Perbedaan kedua antara HFMD dengan cacar air yakni kemampuan virusnya dalam membangun kekebalan pada penyintas.

Virus penyebab flu Singapura tidak menyebabkan kekebalan. Beda dengan virus penyebab cacar air yang membentuk kekebalan pada tubuh. Makanya, cacar air jarang terjadi lagi di masa depan karena tubuh sudah kebal.

“Artinya, flu Singapura kalau musim ini kena, musim depan bisa kena lagi kalau dia kontak. Jadi tidak ada kekebalan untuk HFMD ini, masih bisa kena,” jelas Edi.

3 dari 4 halaman

Mengenal HFMD

Sebelumnya, Direktur Pasca Sarjana Universitas YARSI Prof Tjandra Yoga Aditama menjelaskan tentang HFMD.

“Penyakit ini nama sebenarnya adalah Hand Foot Mouth Disease (HFMD) atau Penyakit Tangan Kaki Mulut (PTKM) yang sering kali secara salah kaprah disebut sebagai flu Singapura,” jelas Tjandra dalam keterangan tertulis, Sabtu, 30 Maret 2024.

HFMD adalah penyakit yang sebenarnya cukup sering ditemui pada anak dan bayi.

Penyakit ini memiliki masa inkubasi 3-7 hari ditandai dengan:

  • Demam.
  • Munculnya rash (ruam pada kulit) dan blister (benjolan kecil) di telapak kaki, tangan dan mukosa mulut.
  • Penderita cenderung tidak nafsu makan.
  • Malaise dan nyeri pada tenggorokan.

Biasanya, setelah satu atau dua hari demam, timbul keluhan nyeri di mulut dimulai dari blister sampai kemudian dapat menjadi mucus. Lesi dapat terjadi pada lidah, gusi atau bagian dalam mulut lainnya.

4 dari 4 halaman

Sembuh Dalam 7 Hari

Tjandra menambahkan, HFMD bukanlah penyakit berat dan akan sembuh dalam 7 hingga 10 hari. Sementara, pengobatan hanya bersifat suportif.

Penyebab HFMD adalah enterovirus secara umum, termasuk coxsackievirus A16, EV 71 dan echovirus.

“Memang pada kejadian amat sangat jarang, HFMD akibat EV 71 juga dapat menyebabkan meningitis dan bahkan encephalitis.
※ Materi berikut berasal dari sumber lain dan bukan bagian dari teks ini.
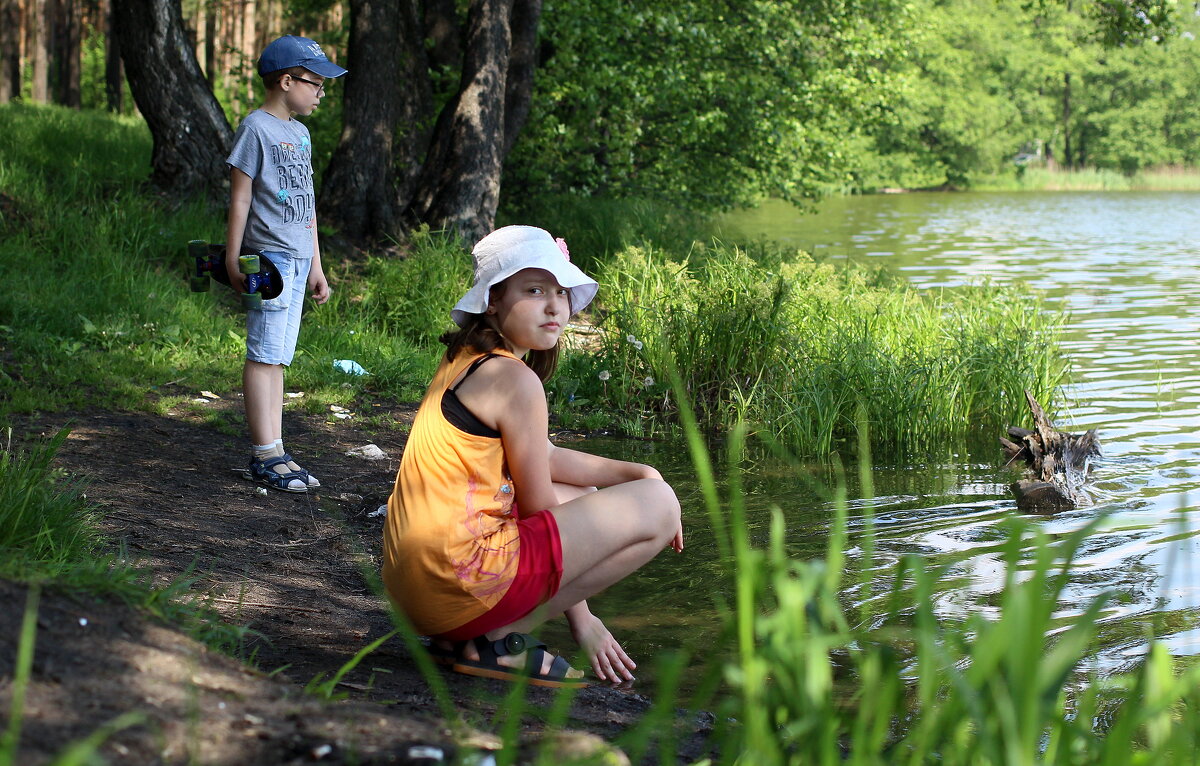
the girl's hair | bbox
[438,282,563,383]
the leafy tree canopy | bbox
[504,0,910,210]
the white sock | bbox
[250,442,283,460]
[275,439,320,487]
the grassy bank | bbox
[0,106,1200,766]
[0,106,1063,455]
[0,405,1200,766]
[971,167,1200,191]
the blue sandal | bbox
[246,457,308,492]
[283,453,320,490]
[454,633,588,689]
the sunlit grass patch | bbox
[573,243,1064,455]
[972,167,1200,192]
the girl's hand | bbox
[571,615,637,683]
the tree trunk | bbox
[204,5,221,88]
[0,0,22,103]
[1062,72,1075,169]
[409,0,514,243]
[500,0,542,160]
[421,0,462,68]
[104,0,125,114]
[29,0,54,103]
[115,0,233,199]
[319,0,431,245]
[59,0,83,109]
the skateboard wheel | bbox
[238,256,260,274]
[187,239,209,261]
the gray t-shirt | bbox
[226,109,316,258]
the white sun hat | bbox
[450,226,600,327]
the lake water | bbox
[561,192,1200,691]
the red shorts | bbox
[437,510,563,641]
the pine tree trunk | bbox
[500,0,542,161]
[421,0,462,67]
[0,0,22,103]
[204,5,220,88]
[115,0,233,199]
[29,0,53,103]
[104,0,125,114]
[318,0,431,244]
[60,0,83,109]
[409,0,514,243]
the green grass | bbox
[0,104,1063,455]
[18,104,1200,766]
[971,167,1200,191]
[551,243,1066,455]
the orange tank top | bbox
[383,349,521,635]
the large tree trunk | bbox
[410,0,514,241]
[421,0,462,68]
[115,0,233,198]
[104,0,125,114]
[29,0,54,103]
[0,0,22,103]
[58,0,83,109]
[500,0,542,160]
[319,0,431,244]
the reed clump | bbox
[585,241,1066,455]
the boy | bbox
[226,35,346,492]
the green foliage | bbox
[852,0,1200,190]
[630,413,1200,766]
[355,227,472,346]
[0,104,436,413]
[576,243,1064,455]
[0,430,101,579]
[504,0,907,210]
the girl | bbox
[383,226,683,687]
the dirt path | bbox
[0,400,712,765]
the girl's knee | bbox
[643,479,680,534]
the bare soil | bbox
[0,395,713,766]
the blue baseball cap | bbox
[258,35,347,77]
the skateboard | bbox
[187,239,283,309]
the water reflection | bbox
[556,192,1200,691]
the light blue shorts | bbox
[246,252,312,365]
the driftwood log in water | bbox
[1000,391,1100,511]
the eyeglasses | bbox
[288,74,325,96]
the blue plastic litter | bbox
[334,359,371,375]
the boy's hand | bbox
[308,267,332,305]
[226,250,246,293]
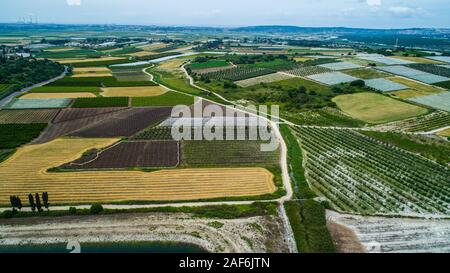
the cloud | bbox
[366,0,381,7]
[388,6,424,18]
[66,0,81,6]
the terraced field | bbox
[0,138,276,205]
[297,128,450,216]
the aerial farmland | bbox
[0,5,450,258]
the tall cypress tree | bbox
[42,192,50,210]
[28,193,36,212]
[35,193,42,212]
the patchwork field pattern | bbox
[63,141,180,170]
[203,66,273,81]
[408,64,450,77]
[409,92,450,112]
[333,93,428,124]
[285,66,332,77]
[364,79,408,92]
[0,109,59,124]
[182,140,279,167]
[357,54,413,65]
[235,73,292,87]
[307,72,358,85]
[4,99,72,109]
[297,128,450,216]
[20,92,95,99]
[318,62,362,71]
[33,108,126,144]
[377,65,450,84]
[101,86,167,97]
[70,108,172,138]
[0,138,276,205]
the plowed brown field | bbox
[0,138,276,205]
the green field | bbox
[72,97,129,108]
[182,140,279,167]
[345,68,390,80]
[284,200,336,253]
[30,86,100,93]
[0,84,14,98]
[131,91,194,107]
[0,123,47,149]
[189,60,230,70]
[280,125,316,199]
[333,93,428,124]
[46,76,157,87]
[36,49,103,59]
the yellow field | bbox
[438,129,450,137]
[294,57,314,62]
[73,67,111,74]
[388,77,444,99]
[333,93,428,124]
[127,51,158,57]
[20,92,95,99]
[158,59,186,71]
[390,56,442,64]
[101,86,167,97]
[55,57,125,64]
[139,43,168,51]
[72,73,112,78]
[0,138,276,205]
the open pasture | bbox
[357,54,413,65]
[296,128,450,216]
[345,68,390,80]
[307,72,358,85]
[0,123,47,149]
[427,56,450,64]
[32,108,126,144]
[235,73,293,87]
[30,85,100,93]
[364,79,408,92]
[62,141,180,170]
[333,92,428,124]
[203,66,273,81]
[377,65,450,84]
[0,138,276,205]
[318,62,362,71]
[131,91,194,107]
[0,109,59,124]
[4,99,72,109]
[388,77,444,99]
[70,108,172,138]
[390,56,441,64]
[285,66,332,77]
[20,92,96,99]
[101,86,167,97]
[72,97,129,108]
[182,140,279,167]
[409,92,450,112]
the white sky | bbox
[0,0,450,28]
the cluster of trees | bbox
[9,192,50,212]
[0,58,64,89]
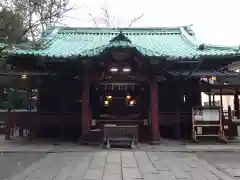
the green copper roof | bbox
[10,27,240,58]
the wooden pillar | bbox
[220,88,223,109]
[213,94,216,106]
[82,74,90,138]
[233,90,240,119]
[208,78,212,106]
[150,78,160,144]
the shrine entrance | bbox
[91,83,149,121]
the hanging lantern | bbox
[104,101,109,106]
[212,76,217,81]
[21,74,28,79]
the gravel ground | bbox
[0,153,46,180]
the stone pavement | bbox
[0,142,240,153]
[8,151,234,180]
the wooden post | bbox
[233,90,240,119]
[150,78,160,144]
[220,88,223,110]
[82,74,90,138]
[208,78,212,106]
[228,106,232,140]
[213,94,216,106]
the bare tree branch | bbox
[128,13,144,28]
[86,0,144,28]
[85,5,98,27]
[0,0,73,45]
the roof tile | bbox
[9,27,239,58]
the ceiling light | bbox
[21,74,27,79]
[126,95,131,99]
[123,68,131,72]
[107,96,112,99]
[110,68,118,72]
[104,101,109,106]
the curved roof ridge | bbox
[79,41,167,56]
[180,26,202,47]
[52,26,193,33]
[180,26,240,51]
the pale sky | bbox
[60,0,240,45]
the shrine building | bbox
[0,26,240,142]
Infeksi EV 71 bermula dari saluran cerna yang kemudian menimbulkan gangguan neurologik. Selain itu, HFMD akibat coxsackievirus A16 juga dapat menyebabkan meningitis.”

Meski bukan penyakit berat, tapi HFMD cukup menular, lanjut Tjandra. HFMD dapat ditularkan melalui kontak langsung, cairan hidung dan tenggorokan, saliva, cairan dari blister atau tinja pasien.

“Masa penularan paling tinggi pada minggu pertama terinfeksi.”

Tidak ada pencegahan khusus untuk HFMD, tetapi risiko tertular dapat diturunkan dengan Perilaku Hidup Bersih dan Sehat (PHBS), seperti cuci tangan pakai sabun (CTPS).

“Kalau keluhan cukup berarti memang baik berkonsultasi ke petugas kesehatan terdekat,” tutupnya.